FE: How do the power and gas crises affect the industries and production?

Alihussain Akberali: For us power is not an issue, but for extension it is an issue. Gas is a serious problem. Even after enhancement of gas rates on many occasions, still gas is in a short supply which is really strange. For our new Tk. 25 billion (2500 crore) steel rolling mill a demand note was given for gas connection but we are yet to get the gas even after payment of money based on the demand note. Such delays really discourage us to do business. But we are used to such delays. But what about foreigners who are coming to invest in our country? Will they expect or understand such uncertainties?

FE: How can the government help the businesses and industries regain the momentum lost during the Covid-19 outbreak?

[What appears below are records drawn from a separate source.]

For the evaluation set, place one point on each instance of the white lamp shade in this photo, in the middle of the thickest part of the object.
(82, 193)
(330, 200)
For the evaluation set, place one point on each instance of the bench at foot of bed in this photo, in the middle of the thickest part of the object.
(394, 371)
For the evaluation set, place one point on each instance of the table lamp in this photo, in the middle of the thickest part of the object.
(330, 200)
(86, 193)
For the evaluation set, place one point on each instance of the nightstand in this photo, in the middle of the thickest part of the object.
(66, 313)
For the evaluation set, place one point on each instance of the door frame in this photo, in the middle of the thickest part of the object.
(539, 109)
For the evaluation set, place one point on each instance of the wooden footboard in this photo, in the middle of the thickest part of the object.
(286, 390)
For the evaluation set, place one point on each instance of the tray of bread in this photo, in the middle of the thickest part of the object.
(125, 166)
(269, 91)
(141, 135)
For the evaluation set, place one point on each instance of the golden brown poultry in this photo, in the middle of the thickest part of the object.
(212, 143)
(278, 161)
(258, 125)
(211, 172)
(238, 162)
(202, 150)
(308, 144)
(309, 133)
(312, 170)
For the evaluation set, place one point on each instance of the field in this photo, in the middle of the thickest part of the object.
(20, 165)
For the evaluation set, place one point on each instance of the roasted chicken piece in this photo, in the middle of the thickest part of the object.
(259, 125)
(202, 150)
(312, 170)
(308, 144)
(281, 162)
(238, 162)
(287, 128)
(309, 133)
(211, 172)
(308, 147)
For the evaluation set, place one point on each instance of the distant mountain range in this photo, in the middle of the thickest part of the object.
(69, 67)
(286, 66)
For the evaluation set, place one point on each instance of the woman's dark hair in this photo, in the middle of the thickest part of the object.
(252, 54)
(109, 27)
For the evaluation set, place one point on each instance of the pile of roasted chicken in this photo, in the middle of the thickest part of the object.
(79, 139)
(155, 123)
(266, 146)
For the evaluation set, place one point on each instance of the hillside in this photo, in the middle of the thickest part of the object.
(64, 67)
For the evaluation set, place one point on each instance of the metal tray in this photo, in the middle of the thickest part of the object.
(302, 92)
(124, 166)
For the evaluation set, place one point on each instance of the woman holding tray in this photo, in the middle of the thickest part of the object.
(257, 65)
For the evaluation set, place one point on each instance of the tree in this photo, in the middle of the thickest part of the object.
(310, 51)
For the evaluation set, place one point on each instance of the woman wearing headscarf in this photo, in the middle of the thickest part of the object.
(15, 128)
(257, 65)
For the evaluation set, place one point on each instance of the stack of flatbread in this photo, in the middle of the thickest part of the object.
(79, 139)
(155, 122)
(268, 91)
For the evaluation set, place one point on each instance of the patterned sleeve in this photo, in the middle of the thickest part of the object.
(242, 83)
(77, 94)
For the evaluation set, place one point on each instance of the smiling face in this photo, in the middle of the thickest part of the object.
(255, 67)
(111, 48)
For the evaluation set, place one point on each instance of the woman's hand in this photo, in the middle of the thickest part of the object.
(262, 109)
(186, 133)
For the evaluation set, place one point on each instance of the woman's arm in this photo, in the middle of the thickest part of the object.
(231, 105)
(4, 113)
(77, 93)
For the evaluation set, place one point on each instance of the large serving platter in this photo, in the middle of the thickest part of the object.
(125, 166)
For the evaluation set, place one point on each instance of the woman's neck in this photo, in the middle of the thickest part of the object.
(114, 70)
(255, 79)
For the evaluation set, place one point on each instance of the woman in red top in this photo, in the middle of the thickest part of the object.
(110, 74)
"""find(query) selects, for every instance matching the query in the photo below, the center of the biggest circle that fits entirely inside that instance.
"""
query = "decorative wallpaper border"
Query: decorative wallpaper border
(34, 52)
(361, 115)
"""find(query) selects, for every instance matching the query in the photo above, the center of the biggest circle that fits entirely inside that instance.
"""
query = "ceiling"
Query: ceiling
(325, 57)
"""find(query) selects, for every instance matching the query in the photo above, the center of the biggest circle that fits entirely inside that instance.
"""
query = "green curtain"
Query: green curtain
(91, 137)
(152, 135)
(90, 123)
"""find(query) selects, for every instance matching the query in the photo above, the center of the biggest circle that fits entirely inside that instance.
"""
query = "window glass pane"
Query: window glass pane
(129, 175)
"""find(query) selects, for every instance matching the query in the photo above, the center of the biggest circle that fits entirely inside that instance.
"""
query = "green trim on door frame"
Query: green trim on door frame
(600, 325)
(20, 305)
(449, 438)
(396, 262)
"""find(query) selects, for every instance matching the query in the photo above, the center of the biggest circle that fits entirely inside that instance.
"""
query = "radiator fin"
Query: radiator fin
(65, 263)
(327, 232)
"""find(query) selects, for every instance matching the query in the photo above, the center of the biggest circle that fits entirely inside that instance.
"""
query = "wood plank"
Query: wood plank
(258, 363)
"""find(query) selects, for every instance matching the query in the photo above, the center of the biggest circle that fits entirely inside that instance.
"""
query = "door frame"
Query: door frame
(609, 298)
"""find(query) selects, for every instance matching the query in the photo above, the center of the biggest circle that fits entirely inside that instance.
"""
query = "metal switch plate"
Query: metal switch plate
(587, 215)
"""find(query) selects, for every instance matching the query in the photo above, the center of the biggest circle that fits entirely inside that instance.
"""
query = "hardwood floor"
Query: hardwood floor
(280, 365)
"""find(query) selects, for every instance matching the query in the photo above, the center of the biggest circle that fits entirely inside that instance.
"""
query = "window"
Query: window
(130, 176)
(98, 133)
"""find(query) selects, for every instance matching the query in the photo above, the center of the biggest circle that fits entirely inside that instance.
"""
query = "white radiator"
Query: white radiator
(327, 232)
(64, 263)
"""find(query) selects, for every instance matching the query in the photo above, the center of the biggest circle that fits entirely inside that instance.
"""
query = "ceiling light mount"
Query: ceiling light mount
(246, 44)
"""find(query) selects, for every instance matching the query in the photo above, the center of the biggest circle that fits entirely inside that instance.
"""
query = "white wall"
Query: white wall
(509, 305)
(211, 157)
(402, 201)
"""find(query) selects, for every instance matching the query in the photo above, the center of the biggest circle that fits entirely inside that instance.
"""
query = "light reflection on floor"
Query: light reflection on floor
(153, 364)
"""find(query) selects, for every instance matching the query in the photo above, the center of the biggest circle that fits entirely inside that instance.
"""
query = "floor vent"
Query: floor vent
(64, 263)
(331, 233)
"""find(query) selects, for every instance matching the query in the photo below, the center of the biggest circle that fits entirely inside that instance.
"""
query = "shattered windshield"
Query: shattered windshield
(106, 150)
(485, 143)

Alihussain Akberali: As I said earlier, we do not need any undue advantage from our government. We want to be heard and we want quick appointments with the relevant heads of the NBR and secretaries of ministry. Decisions this way or that way should be taken quickly so we can move forward or drop our project. JUST HEAR US IN TIME. There are a lot of serious and honest business houses in the country. Call them to hear their grievances and settle these and then all others will surely benefit. Everything is generally a one-way traffic in dealing with the government. If the government is creating a Large Taxpayer Unit (LTU) for large taxpayers, why not a strong team dedicated for these taxpayers to hear their issues, judge the performance of people in different departments on the delays and improve and correct the system. The government needs to continuously invest in infrastructure, education and social indicators to improve the overall living and economic conditions in the country. Such investment is down right now and the main reason is not enough tax revenue and inflation. The tax base needs to be widened in the country and for that many things can be done but capacity and initiatives are lacking on that front.

FE: Is the political crisis hampering the business now?

Alihussain Akberali: The business sentiment overall is affected when there is any tension over election. We hope better sense will prevail amongst all political parties and they will not disturb economic activities while doing politics. We must have a dialogue between all parties to move forward with an inclusive election. As citizens of the country, we want to see a festive and safe environment during the election period. We want to hear people and parties vying for seats in the assembly and learn what they will do for the country. We want to hear them and take our own personal decisions on whom to vote for. We do not get such an environment due to blockades, hartal, arson, burning of buses, etc. It affects the whole economy which benefits none.

FE: Do you have any suggestion for future generation and policymakers on how to increase trade and business? Please mention.

Alihussain Akberali: I tell you that the nation is highly energetic and hardworking. See our progress in areas like garments, cement, steel, ceramics, tea, seafood, vegetable growing, agriculture and now IT. When it comes to IT, we are making a fast stride in the Digital Bangladesh movement. See our GDP growth in the past 15 years. No wonder we are considered as the fastest developing country in the Fareast.

We need the bureaucracy to change their attitude and come forward and support each and everyone proactively and have the courage to take decisions without leaving the decision on someone else's shoulder.

Recently we saw the chairmen of BEZA (Bangladesh Economic Zones Authority) and BIDA (Bangladesh Investment Development Authority) visited our plants for the first time and you cannot imagine how happy we were. Industries like ours are national assets and if one does not see for himself, one will never realise what goes on at the backyard of steel manufacturing. We need a pat on our backs and you will see wonders we can do for our country.